Barcelona’s Iconic Basilica

I along with 3 million others visited Barcelona’s iconic basilica the unfinished Roman Catholic church in 2007. It is a basilica and not a cathedral as a cathedral is the seat of a bishop. Because my son had visited it previously and had sent me a postcard of it, I knew of the cathedral like building but I had no idea of the scale of the building nor the breadth of its architectural styles.

Approaching the church I saw first the oldest facade of the three facades. This facade was over 100 years old and extremely ornate and gothic in style. It is on the right in the featured image at the beginning of this blog. Gothic architecture flourished in the High and Late Middle Ages. Its characteristics are  clustered columns, intricate sculptures, ribbed vaults and flying buttresses. This facade depicts the birth of Christ.  Antoni Gaudi designed and completed this facade before his death in 1926.  He took over the project in 1883 and worked on it until his death, the result of a tramway accident.

The Nativity Facade

Because at first sight this nativity facade is very traditional in appearance, it did not prepare me for what was to come. Arguably, it is the only conservative element in the whole church. There are three portals and the central one leads believers into the Sagrada Familia.  The story of Christ’s birth in Bethlehem inspires this facade. So there are statues of Mary, Joseph, the shepherds and the wise men gathered to honour the birth of Christ. Although it was Gaudi’s wish that this facade should be vividly painted, this has not happened and the grey colour takes away a lot from the expressive sculptures.

The Interior

After I absorbed the story on this facade, I entered the church and saw immediately an exhilarating interior. Without a doubt, Barcelona’s iconic basilica did not disappoint. The first facade gave no clue as to what was revealed in the interior. Nature’s forms as well as the christian story inspired Gaudi. So within the church we see turtles, seashells, fruit, trees and other natural forms.  The columns grow like trees and branch into the ceiling and the whole effect is of light and colour.

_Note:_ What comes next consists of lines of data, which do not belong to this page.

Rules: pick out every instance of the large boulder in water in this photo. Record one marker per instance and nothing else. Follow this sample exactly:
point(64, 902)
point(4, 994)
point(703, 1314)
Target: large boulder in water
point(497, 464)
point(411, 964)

Trees branching into the ceiling
Living columns

In addition, the stained glass windows introduced colour and despite the scaffolding and work in progress it was a scene of wonder.

nature in stained glass

As well, the floral nature of the ceiling design also depicted nature to me. 

colours and forms of nature

Construction started in the 1880’s. Gaudi died in 1926 and had only seen the completion of one of the three planned facades. Inevitably work slowed down during the 1930’s, with the Spanish Civil War raging. Work began again in the 1950’s but with all the money coming from donations, it was a slow business.

The Passion Facade

Eventually in 1990 Josep Mario Subirachs completed the second facade. This was the Passion Facade showing the crucifixion of Christ. Gaudi had designed this and wanted it to be cold and sobering.  It is angular and rigid unlike Gaudi’s flowing curves.

The Crucifixion
Angular and rigid depicting the suffering of the Passion

When I visited in 2007 I was not aware of nor did I notice the magic square on this facade. A magic square is a grid of numbers where the horizontal, vertical and diagonal totals are all the same.  Albrecht Durer depicted a famous magic square in his work Melancholia in the early sixteenth century. Each row, column and diagonal adds up to 34 and the numbers 1 – 16 are all used once.

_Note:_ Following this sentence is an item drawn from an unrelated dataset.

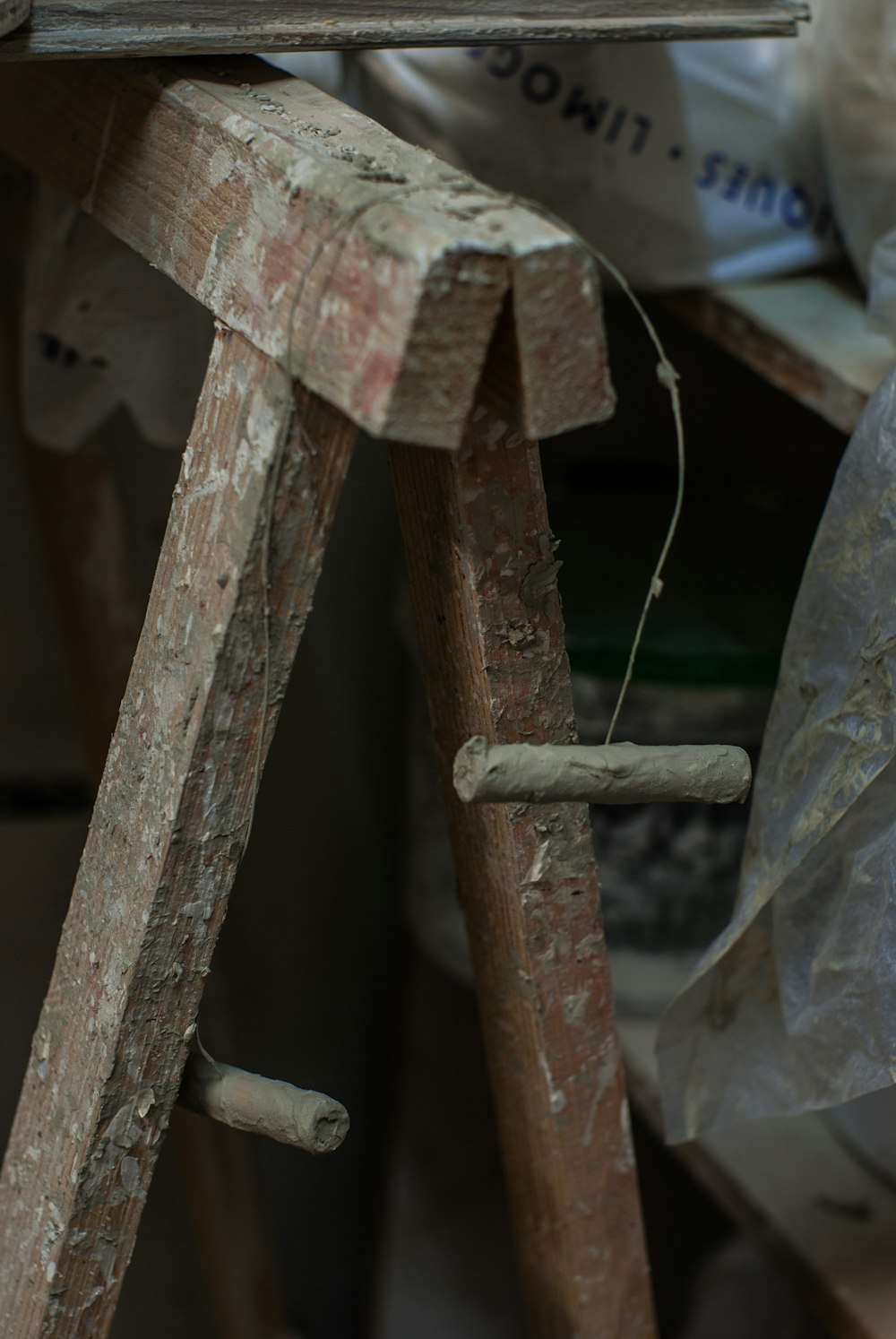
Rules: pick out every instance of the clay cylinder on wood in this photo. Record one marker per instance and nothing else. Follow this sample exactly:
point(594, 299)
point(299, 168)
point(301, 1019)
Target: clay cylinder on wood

All rows, columns and diagonals add up to 34.

Interestingly, on the passion facade is this magic square.  There are two fourteens and two tens but no 12 or 16. The rows, columns and diagonals add up to 33 the age of Christ at his crucifixion. The magic square appears next to a sculpture of the kiss of Judas emphasising Christ’s betrayal by Judas Iscariot. 

next to the kiss of Judas
The rows and columns and diagonals add up to 33 the age of Christ at the Crucifixion.

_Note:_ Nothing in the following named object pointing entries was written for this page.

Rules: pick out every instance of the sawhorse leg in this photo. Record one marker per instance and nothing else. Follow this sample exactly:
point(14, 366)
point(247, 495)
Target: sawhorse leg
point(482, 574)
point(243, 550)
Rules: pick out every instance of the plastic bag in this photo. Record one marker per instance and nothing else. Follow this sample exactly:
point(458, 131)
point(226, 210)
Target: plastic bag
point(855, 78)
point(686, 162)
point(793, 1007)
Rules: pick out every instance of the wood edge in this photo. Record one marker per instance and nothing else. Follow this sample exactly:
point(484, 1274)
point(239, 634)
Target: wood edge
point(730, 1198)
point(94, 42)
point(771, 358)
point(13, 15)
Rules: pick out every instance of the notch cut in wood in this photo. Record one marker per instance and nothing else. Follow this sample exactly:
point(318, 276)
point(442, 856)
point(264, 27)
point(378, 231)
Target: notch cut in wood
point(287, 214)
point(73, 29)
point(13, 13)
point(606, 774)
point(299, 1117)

The Board overseeing the construction of The Sagrada Familia hope the completion date will be 2026, 100 years after the death of Gaudi.

Is the basilica a Scofflaw?

In November 2018 I read a report that said the Sagrada Familia surprisingly had no building permit. An American newspaper called Barcelona’s iconic basilica a “Scofflaw”. The Board of the Sagrada Familia denied any wrongdoing. 

In reply to the accusation, the Board said the construction had a building permit issued in 1885 by St Marti de Provençals which was then an independent town.  Barcelona had extended out and absorbed the smaller community several years later and another permit should have been negotiated.

The present administrator of Barcelona is the far left mayor Ada Colau who took on the board of the Basilica as part of a trend of civil authorities around Spain challenging the legal and tax status of the Roman Catholic Church. Ms Colau accused the Board of working without a building permit, failing to submit plans to tear down existing structures, building over boundaries and failing to pay construction taxes. The Board and the Council came to what Ms Colau called an historic agreement and Barcelona will receive 41 million Euros. This will help cover the transportation infrastructure needs to cater for the 3 million visitors a year.  


Having found this out I wondered what the word Scoff meant but had some idea now. I looked it up and found it was a word originating from 1924 and the era of American Prohibition. From 1918 to 1933 it was illegal to make, sell or transport liquor in the United States. Despite this or maybe because of this the production of alcohol went on in illicit stills and breweries. In 1924 a competition was held to find a word for those who openly flouted the law and got away with it.

I also found out that the 99th episode of Seinfeld was called The Scofflaw. This was about a serial parking offender who never paid his fines. Telly Sevalas or Kojak was also apparently a Scofflaw as he was an habitual litterer of the streets and got away with this behaviour. Who would have thought that Barcelona’s iconic basilica  would have something in common with Prohibition, Seinfeld and Kojak?